"A verdade será sempre um escândalo". (In Adriano, M. Yourcenar)

"Quero imaginar sob que novos traços o despotismo poderia produzir-se no mundo... Depois de ter colhido em suas mãos poderosas cada indivíduo e de moldá-los a seu gosto, o soberno estende seus braços sobre toda a sociedade... Não quebra as vontades, mas as amolece, submete e dirige... Raramente força a agir, mas opõe-se sem cessar a que se aja; não destrói, impede que se nasça; não tiraniza, incomoda, oprime, extingue, abestalha e reduz enfim cada nação a não ser mais que um rebanho de animais tímidos, do qual o governo é o pastor. (...)
A imprensa é, por excelência, o instrumento democrático da liberdade."
Alexis de Tocqueville (1805-1859)



sexta-feira, 4 de janeiro de 2013

PORTA DOS FUNDOS


Já é um absurdo que deputados condenados pelo Supremo Tribunal Federal continuem exercendo seus mandatos como se nada tivesse acontecido. Há vários casos desses na Câmara em Brasília. Absurdo maior, no entanto, é dar posse a um suplente condenado pela última instância do Judiciário por corrupção ativa e formação de quadrilha.

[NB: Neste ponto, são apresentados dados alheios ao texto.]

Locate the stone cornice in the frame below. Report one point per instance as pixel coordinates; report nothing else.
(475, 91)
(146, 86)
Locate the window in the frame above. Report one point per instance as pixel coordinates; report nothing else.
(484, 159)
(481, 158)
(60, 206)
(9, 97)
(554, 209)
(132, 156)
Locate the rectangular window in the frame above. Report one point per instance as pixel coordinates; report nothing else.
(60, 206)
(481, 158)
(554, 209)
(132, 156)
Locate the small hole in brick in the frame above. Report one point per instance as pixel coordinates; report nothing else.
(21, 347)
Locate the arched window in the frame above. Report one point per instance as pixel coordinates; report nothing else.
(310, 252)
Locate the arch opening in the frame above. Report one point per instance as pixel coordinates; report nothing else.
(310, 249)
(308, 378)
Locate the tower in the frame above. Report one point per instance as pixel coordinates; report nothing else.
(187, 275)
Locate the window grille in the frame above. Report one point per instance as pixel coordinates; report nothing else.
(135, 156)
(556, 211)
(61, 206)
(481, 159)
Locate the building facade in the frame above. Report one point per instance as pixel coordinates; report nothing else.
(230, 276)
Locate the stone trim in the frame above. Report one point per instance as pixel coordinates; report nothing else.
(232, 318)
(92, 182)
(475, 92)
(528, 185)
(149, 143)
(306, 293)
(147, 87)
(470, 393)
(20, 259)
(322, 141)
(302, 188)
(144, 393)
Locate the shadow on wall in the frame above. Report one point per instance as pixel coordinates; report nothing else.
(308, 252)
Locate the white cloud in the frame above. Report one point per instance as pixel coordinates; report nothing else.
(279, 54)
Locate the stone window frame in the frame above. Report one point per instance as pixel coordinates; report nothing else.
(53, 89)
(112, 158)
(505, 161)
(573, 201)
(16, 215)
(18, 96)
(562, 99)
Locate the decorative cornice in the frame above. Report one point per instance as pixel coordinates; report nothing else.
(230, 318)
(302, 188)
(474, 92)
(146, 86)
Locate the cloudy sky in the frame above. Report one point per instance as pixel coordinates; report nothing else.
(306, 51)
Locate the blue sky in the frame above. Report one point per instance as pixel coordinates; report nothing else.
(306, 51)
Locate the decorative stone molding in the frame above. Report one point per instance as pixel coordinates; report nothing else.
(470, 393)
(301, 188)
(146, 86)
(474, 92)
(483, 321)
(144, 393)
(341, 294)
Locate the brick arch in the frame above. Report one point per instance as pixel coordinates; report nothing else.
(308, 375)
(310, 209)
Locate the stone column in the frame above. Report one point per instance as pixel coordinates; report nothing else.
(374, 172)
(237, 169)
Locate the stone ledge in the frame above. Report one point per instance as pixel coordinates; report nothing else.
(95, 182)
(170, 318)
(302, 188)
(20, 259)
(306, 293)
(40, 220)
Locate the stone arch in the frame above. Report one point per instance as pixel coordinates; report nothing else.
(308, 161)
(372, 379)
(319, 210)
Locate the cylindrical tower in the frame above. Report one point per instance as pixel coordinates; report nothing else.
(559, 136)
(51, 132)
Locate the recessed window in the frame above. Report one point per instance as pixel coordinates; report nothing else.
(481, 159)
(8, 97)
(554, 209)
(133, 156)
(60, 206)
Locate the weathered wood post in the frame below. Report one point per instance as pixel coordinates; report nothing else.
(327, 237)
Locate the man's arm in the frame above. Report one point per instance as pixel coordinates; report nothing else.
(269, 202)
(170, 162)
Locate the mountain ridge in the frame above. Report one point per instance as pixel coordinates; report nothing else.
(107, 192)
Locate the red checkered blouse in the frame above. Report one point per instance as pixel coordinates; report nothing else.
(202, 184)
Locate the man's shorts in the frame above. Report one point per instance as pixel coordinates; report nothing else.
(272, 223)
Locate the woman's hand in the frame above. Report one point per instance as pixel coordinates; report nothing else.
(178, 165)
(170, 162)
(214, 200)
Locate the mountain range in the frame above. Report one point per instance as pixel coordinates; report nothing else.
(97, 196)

A posse do ex-presidente do PT José Genoino é absolutamente legal, pois o processo ainda não transitou em julgado, mas é totalmente aética e revela, ao mesmo tempo, a falta de compromisso do PT e da própria Câmara com o exercício da política no sentido mais alto, definido como a busca do bem comum, priorizando interesses particulares e corporativos.

No julgamento do mensalão, o ministro Celso de Mello deu o tom histórico ao definir a dimensão da decisão, que sacramentou com seu voto, pela cassação dos mandatos dos parlamentares condenados no processo como consequência da perda de direitos políticos.Essa perda dos mandatos parlamentares está diretamente ligada à gravidade dos crimes cometidos contra o Estado, e mais uma vez ficou ressaltado o sentido de todo o julgamento: a defesa das instituições democráticas. Celso de Mello chamou a atenção para o fato de que as decisões do colegiado são sempre do Supremo, não havendo vencidos nem vencedores. A votação de 5 a 4 pela interpretação da cassação automática passa a ser a da Corte que tem a última palavra em termos constitucionais e, como lembrou Rui Barbosa, pode até mesmo “errar por último”.

Por isso mesmo, alertou em seu voto, seria “inadmissível o comportamento de quem, demonstrando não possuir necessário senso de institucionalidade, proclama que não cumprirá uma decisão transitada em julgado emanada do órgão judiciário que, incumbido pela Assembleia Constituinte de atuar como guardião da ordem constitucional, tem o monopólio da última palavra em matéria de interpretação da Constituição”.

O ministro tocou no ponto certo quando advertiu que “reações corporativas ou suscetibilidades partidárias associadas a um equivocado espírito de solidariedade não podem justificar afirmação politicamente irresponsável e juridicamente inaceitável”. Diante da condenação de seus principais representantes no julgamento do mensalão, o PT decidiu politizar a última decisão, em torno dos mandatos legislativos dos condenados, para retaliar o Supremo Tribunal Federal, criando uma crise entre os poderes onde não existia disputa política, mas de interpretação do texto constitucional.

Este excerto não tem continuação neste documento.